Simon Epstein, historien
J’ai un problème avec Zemmour. C’est un personnage balzacien, qui fait montre d’un culot immense. Hérissés de jugements péremptoires et d’assertions tranchantes, ses livres l’ont rendu célèbre. Il a le sens de la formule, il est cassant et réducteur, comme on l’est aujourd’hui. Il ne pratique pas la nuance. Il voltige avec aisance entre le vrai et le faux, avec une prédilection marquée pour l’excessif et pour le faux. Il est prodigue en documentation mais n’est pas pointilleux – c’est un euphémisme – dans l’usage qu’il en fait. On a envie de le pasticher tant il crépite de citations historiques, les unes appropriées et les autres non.

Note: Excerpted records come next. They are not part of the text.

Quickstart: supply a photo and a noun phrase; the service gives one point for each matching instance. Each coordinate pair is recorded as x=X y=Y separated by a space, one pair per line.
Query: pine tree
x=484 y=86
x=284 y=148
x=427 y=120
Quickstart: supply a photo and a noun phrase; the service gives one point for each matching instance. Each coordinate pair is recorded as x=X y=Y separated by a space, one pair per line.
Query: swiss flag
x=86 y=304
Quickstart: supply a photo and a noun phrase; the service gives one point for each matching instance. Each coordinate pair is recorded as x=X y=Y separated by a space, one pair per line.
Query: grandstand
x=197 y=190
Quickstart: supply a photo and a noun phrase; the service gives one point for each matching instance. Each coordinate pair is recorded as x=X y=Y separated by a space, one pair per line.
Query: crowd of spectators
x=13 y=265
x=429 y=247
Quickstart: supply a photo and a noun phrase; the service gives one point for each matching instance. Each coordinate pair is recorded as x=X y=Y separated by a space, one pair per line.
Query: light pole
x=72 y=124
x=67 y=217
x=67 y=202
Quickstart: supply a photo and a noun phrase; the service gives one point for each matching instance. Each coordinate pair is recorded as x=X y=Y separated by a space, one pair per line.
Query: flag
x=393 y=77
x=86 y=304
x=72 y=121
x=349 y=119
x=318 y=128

Il lui arrive, à ce sujet, de faire référence à deux de mes livres. L’un, qui retrace le destin insolite des dreyfusards qui vivront assez vieux pour connaître la Seconde Guerre mondiale et l’occupation de la France par les Allemands. L’autre, qui tente de comprendre pourquoi on trouvait tant d’ex-« antiracistes » (venus de la gauche et de l’extrême gauche) dans la Collaboration et tant d’ex-antisémites (venus de la droite et de l’extrême droite) dans la Résistance. Zemmour me cite parfois à bon escient. Il me cite souvent en accentuant mon propos et en m’attribuant des conclusions qui sont siennes et non pas miennes. Il brandit de temps en temps un « comme l’écrit l’historien Simon Epstein » pour énoncer quelque chose que je n’ai pas écrit comme il le dit, ou pis encore, que je n’ai pas écrit du tout.
Je ne m’en suis pas formalisé. Avant tout, parce que « frankly my dear, I don’t give a damn »1. Ensuite, parce que Zemmour, dont je pensais qu’il n’était pas un mauvais bougre, n’était pas seul à brutaliser l’Histoire : c’était coutumier dans la vie intellectuelle en général et dans les débats politico-médiatiques en particulier. Enfin, parce que je trouvais drôle, vraiment drôle, que « ce vieux pays gallo-romain »2 qui est aussi « la fille aînée de l’Église »3 ait confié à un Juif – eh oui – la triple tâche de chanter sa grandeur d’antan, de pleurer son identité outragée et de hisser, à nouveau, sa vieille bannière. Zemmour avait remplacé Jeanne. C’était à lui, désormais, de ramasser « le tronçon du glaive »4 et de « sonner la charge »5.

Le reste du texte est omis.